Another, perhaps longer-term, solution to the problem of reducing the cost of access to orbit is the space elevator. This is the idea of having a cable stretching from Earth's surface to a point beyond geostationary orbit (Fig. 10.9). The cable is anchored to Earth's surface at the equator, and the length of the cable is such that the forces due to Earth's rotation, which tend to fling the cable outward away from Earth, are exactly countered by the weight of the cable, tending to cause it to fall toward Earth. In this way, there is always tension in the cable, so that it will stay erect above the anchor point. Some kind of elevator vehicle can then climb the cable like a beanstalk to carry payloads to orbit. Once the elevator reaches geostationary height— around 36,800 km (22,200 miles)—the payload becomes weightless, so that launching it into orbit is just a matter of gently nudging it out of the elevator. Such a structure has the potential to deliver crew and cargo to orbit at a fraction of the cost incurred by using rocket-powered launchers.

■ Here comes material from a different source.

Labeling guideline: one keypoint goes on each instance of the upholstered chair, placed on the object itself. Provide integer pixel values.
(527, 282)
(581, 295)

Although this arrangement sounds unlikely, the theory is sound and such a structure is possible in principle. However, there are all sorts of practical difficulties that put its construction beyond our reach at present. The main one is that we currently do not have a material that is light enough and strong enough to withstand the tension in the cable, which reaches a maximum at geostationary orbit altitude. For example, the requirement
exceeds the ability of steel to sustain such a structure by a factor of the order of 100. Materials scientists are working to meet this challenge, but unfortunately it looks like it will be some time before the space elevator solves the problem of low-cost access to Earth orbit.